Which other large company store plain text passwords? How long before they start trying to re-use the passwords to log in other services without your consent
> Which other large company store plain text passwords?
That's not really what Facebook is saying they did. They accidentally logged passwords to a log file somewhere. They're not saying they stored them in the users database in plain text.
Irrelevant. The point was that "we accidentally logged something sensitive" is something any big tech company can (and is likely to) do. Deliberately storing passwords as plaintext in the users table much less so.
> Also, I guess they don't look at their log files?
If they were temporarily logging something for a particular reason, and forgot to turn it off, there'd be no reason to.
I think you're assuming the passwords were stored in readable format as a matter of design. That would get reviewed and flagged at any moderately competent tech company.
I think it was probably something more inane like a POST body being logged. That could slip through a reviewer's crack easily.
Gateways filter that before internal services see anything. There's not any reason to be playing with passwords beneath the Authentication layer. Credentials should be exchanged for the customer identity and expirable nonce. If that mistake happened in the authentication/authorization layer then it becomes a big question of competence.
Funny that you mention Amazon, because open S3 buckets have been implicated in dozens of security breaches.

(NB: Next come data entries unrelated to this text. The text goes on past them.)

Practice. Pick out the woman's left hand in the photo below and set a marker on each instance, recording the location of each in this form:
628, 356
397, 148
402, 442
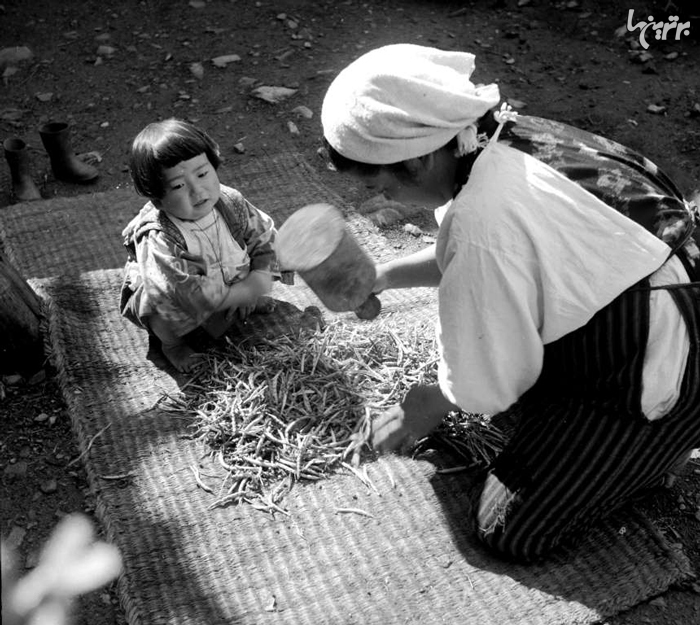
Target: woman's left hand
421, 411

It's not so much that Amazon is the culpable party in those instances, but so many times, have I encountered a headline citing a "massive exposure of protected data" and somewhere in the body of the article, someone had dropped everything into an S3 bucket marked open read for public everyone.
So, is it Amazon's fault? This sort of thing was an FTP server thing, before S3 reduced the hardware infrastructure overhead of setting up and maintaining your own secure FTP server...
But, then again, lowering the technical bar meant letting in more and more non-experts, and naive, or otherwise less competant people. This, of course, broadens market penetration, and increases revenue. So, to add barriers, irritating warnings, nanny-goat advisories, hazard alarms to such a versatile and useful product might seem tantamount to leaving money on the table. After all, the goal of the product is ease of use. And, by the way, how does one solve the problem of bone-headed users?